Let me take you through a typical trauma cycle of a quotaholic. On Monday morning I arrived at my office and in a moment of thoughtlessness I read my desk calendar, “take a little wine for thy stomach’s sake” – no big deal – just a slight feeling of unease. I can handle it! On Tuesday my calendar said “work is the curse of the drinking classes”. I looked around guiltily, made sure that nobody was watching and dropped my calendar into my security drawer, quickly locking it. Will power that’s all it takes.
Then came Wednesday, and a moment of truth. I arrived at the office early.

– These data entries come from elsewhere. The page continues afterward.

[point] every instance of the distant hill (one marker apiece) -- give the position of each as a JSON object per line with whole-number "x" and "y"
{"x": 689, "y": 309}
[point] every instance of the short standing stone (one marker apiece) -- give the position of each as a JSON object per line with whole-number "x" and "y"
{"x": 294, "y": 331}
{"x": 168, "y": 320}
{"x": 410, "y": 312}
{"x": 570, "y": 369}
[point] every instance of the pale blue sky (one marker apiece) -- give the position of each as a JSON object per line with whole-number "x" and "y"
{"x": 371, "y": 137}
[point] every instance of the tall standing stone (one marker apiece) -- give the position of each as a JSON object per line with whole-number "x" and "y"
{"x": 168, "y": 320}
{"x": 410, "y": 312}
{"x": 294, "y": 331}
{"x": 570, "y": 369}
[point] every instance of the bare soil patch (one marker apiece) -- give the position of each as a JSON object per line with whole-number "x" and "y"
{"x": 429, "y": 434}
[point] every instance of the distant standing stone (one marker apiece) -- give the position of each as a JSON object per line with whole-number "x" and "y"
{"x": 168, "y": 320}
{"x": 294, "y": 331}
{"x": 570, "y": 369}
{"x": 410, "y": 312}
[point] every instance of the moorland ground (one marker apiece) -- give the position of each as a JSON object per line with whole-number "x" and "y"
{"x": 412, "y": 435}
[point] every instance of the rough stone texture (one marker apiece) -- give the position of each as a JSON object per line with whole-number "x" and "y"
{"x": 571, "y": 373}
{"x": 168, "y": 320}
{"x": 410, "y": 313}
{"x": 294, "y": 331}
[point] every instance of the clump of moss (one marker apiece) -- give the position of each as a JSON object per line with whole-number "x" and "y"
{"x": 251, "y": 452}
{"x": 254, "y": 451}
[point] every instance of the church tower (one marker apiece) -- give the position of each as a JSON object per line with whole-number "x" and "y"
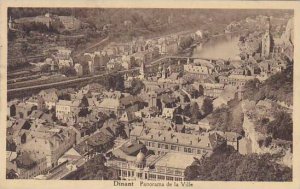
{"x": 142, "y": 70}
{"x": 164, "y": 72}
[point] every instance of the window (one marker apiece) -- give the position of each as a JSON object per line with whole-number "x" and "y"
{"x": 161, "y": 177}
{"x": 177, "y": 172}
{"x": 173, "y": 147}
{"x": 152, "y": 177}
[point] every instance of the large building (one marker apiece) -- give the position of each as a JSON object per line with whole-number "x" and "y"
{"x": 132, "y": 164}
{"x": 162, "y": 141}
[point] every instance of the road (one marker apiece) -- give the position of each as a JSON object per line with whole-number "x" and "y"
{"x": 78, "y": 80}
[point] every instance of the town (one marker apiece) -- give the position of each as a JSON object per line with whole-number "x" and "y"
{"x": 149, "y": 108}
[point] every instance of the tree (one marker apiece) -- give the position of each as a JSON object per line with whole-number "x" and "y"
{"x": 207, "y": 106}
{"x": 68, "y": 71}
{"x": 191, "y": 172}
{"x": 45, "y": 68}
{"x": 136, "y": 86}
{"x": 282, "y": 126}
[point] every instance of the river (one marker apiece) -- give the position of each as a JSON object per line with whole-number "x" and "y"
{"x": 223, "y": 47}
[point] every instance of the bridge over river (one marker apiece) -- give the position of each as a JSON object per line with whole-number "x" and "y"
{"x": 28, "y": 88}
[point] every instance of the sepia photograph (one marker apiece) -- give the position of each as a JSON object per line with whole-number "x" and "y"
{"x": 149, "y": 95}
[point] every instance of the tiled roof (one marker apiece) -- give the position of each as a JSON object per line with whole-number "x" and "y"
{"x": 204, "y": 140}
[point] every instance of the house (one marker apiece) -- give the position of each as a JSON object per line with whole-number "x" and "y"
{"x": 213, "y": 90}
{"x": 96, "y": 144}
{"x": 78, "y": 68}
{"x": 67, "y": 110}
{"x": 51, "y": 144}
{"x": 23, "y": 110}
{"x": 27, "y": 165}
{"x": 162, "y": 141}
{"x": 50, "y": 97}
{"x": 111, "y": 106}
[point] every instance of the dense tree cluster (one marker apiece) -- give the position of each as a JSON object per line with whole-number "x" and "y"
{"x": 279, "y": 128}
{"x": 229, "y": 119}
{"x": 278, "y": 87}
{"x": 228, "y": 165}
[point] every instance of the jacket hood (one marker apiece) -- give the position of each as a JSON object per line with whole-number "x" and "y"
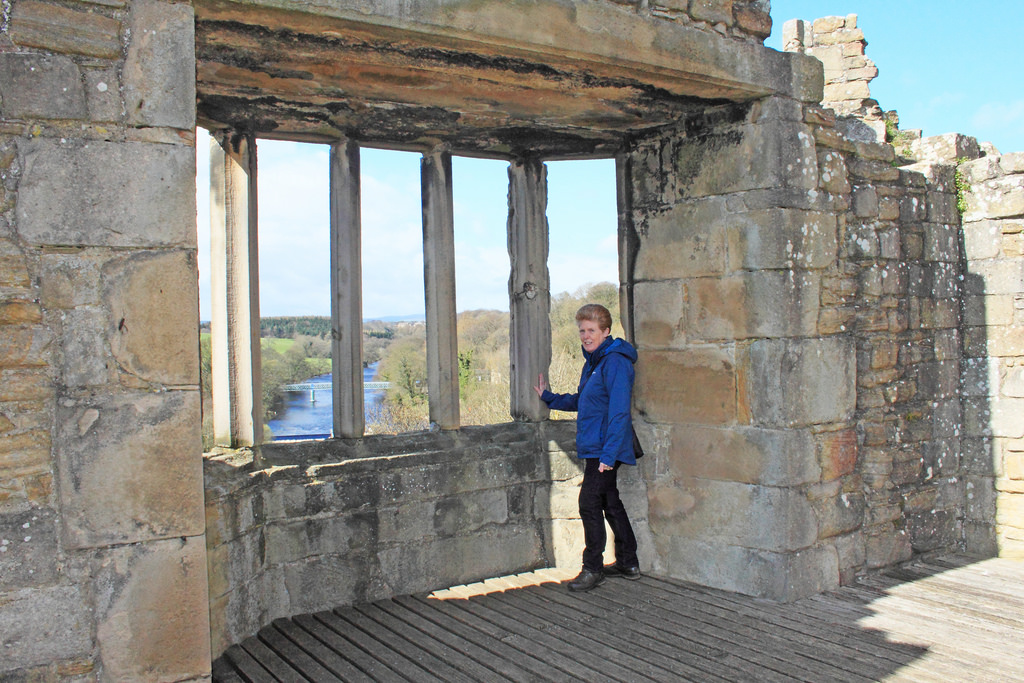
{"x": 611, "y": 345}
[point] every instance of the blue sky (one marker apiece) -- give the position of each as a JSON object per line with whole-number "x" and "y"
{"x": 945, "y": 66}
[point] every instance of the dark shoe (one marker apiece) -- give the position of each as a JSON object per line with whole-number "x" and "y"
{"x": 617, "y": 570}
{"x": 586, "y": 581}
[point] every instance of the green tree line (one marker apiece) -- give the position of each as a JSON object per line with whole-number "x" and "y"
{"x": 296, "y": 348}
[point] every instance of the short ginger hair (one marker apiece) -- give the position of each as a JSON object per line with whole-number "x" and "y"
{"x": 595, "y": 312}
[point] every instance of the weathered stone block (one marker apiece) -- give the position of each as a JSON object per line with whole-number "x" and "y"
{"x": 777, "y": 239}
{"x": 138, "y": 450}
{"x": 315, "y": 582}
{"x": 799, "y": 382}
{"x": 941, "y": 243}
{"x": 981, "y": 377}
{"x": 839, "y": 514}
{"x": 350, "y": 536}
{"x": 990, "y": 276}
{"x": 712, "y": 11}
{"x": 686, "y": 241}
{"x": 159, "y": 70}
{"x": 102, "y": 94}
{"x": 86, "y": 351}
{"x": 72, "y": 193}
{"x": 764, "y": 303}
{"x": 836, "y": 92}
{"x": 742, "y": 455}
{"x": 25, "y": 384}
{"x": 693, "y": 385}
{"x": 987, "y": 310}
{"x": 747, "y": 515}
{"x": 39, "y": 86}
{"x": 470, "y": 512}
{"x": 947, "y": 148}
{"x": 865, "y": 202}
{"x": 460, "y": 559}
{"x": 782, "y": 577}
{"x": 43, "y": 626}
{"x": 25, "y": 345}
{"x": 153, "y": 299}
{"x": 754, "y": 22}
{"x": 837, "y": 453}
{"x": 832, "y": 170}
{"x": 58, "y": 29}
{"x": 152, "y": 610}
{"x": 657, "y": 314}
{"x": 887, "y": 548}
{"x": 28, "y": 544}
{"x": 755, "y": 157}
{"x": 1000, "y": 198}
{"x": 871, "y": 170}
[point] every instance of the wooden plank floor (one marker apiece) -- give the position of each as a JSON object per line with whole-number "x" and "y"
{"x": 945, "y": 620}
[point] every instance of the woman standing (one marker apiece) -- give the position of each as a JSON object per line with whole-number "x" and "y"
{"x": 604, "y": 440}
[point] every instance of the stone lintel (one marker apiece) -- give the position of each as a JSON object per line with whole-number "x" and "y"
{"x": 473, "y": 74}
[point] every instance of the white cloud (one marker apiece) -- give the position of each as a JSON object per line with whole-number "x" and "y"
{"x": 1000, "y": 123}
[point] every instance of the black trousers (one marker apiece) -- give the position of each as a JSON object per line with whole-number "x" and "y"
{"x": 599, "y": 501}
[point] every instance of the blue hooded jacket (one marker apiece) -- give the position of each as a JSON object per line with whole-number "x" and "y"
{"x": 602, "y": 403}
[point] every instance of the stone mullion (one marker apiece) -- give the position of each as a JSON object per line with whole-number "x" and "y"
{"x": 237, "y": 379}
{"x": 438, "y": 279}
{"x": 529, "y": 299}
{"x": 346, "y": 292}
{"x": 628, "y": 243}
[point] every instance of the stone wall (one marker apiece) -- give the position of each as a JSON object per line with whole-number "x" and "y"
{"x": 102, "y": 568}
{"x": 840, "y": 45}
{"x": 993, "y": 347}
{"x": 308, "y": 526}
{"x": 897, "y": 288}
{"x": 750, "y": 398}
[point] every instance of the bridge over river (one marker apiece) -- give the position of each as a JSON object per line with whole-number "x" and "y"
{"x": 313, "y": 387}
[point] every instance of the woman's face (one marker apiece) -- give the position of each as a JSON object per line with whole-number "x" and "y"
{"x": 591, "y": 335}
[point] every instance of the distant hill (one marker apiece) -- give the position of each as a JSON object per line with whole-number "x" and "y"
{"x": 312, "y": 326}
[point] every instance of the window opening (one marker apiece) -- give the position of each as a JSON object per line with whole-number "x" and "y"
{"x": 393, "y": 304}
{"x": 480, "y": 187}
{"x": 294, "y": 290}
{"x": 583, "y": 258}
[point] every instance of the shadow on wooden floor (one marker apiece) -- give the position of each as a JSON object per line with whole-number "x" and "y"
{"x": 944, "y": 620}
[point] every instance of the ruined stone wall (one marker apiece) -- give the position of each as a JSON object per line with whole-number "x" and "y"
{"x": 992, "y": 189}
{"x": 839, "y": 44}
{"x": 897, "y": 288}
{"x": 749, "y": 397}
{"x": 309, "y": 526}
{"x": 102, "y": 571}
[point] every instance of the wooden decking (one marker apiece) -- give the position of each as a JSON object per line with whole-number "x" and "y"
{"x": 945, "y": 621}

With trembling hand I retrieved my calendar from the security drawer and, cursing myself for a fool, I read, “the character of a people depends more on its drinks than on its food”. I knew that I was lost and I drifted off into a quote-induced reverie with the folk-rock group Steeleye Span playing in background.
There were three men came out of the west,
their fortunes for to try,
and these three men made a solemn vow,
John Barleycorn should die.
They ploughed, they sowed,
they harrowed him in,
threw clods upon his head,
and these three man made a solemn vow,
John Barleycorn was dead.
Then they let him lie for a very long time
‘till the rain from heaven did fall.
Then little Sir John sprung up his head,
and soon amazed them all.
They let him stand till Midsummer Day
‘till he looked both pale and wan,
and little Sir John he grew a long beard
and so became a man.
They hired men with the scythes so sharp
to cut him off at the knee.
They rolled him and tied him by the waist,
and served him most barbarously.
They hired men with the sharp pitchforks
who pricked him to the heart,
and the loader he served him worse than that,
for he bound him to the cart.
They wheeled him round and round the field
‘till they came unto a barn,
and there they made a solemn mow
of poor John Barleycorn.
They hired men with the crab-tree sticks
to cut him skin from bone,
and the miller he served him worse than that,
for he ground him between two stones.
Here’s little Sir John in a nut-brown bowl,
and brandy in a glass,
and little Sir John in the nut-brown bowl
proved the stronger man at last.
And the huntsman he can’t hunt the fox,
nor so loudly blow his horn,
and the tinker he can’t mend kettles or pots
without a little John Barleycorn.
The brewing of beer and the baking of bread are two of the oldest manufacturing skills known to mankind. One may have been a by-product of the other but it’s not clear to me which one came first. Two things are certain: bread and beer have always been partners. Bread-beer has served the civilised world since Adam was a lad – and Eve became the apple of his eye.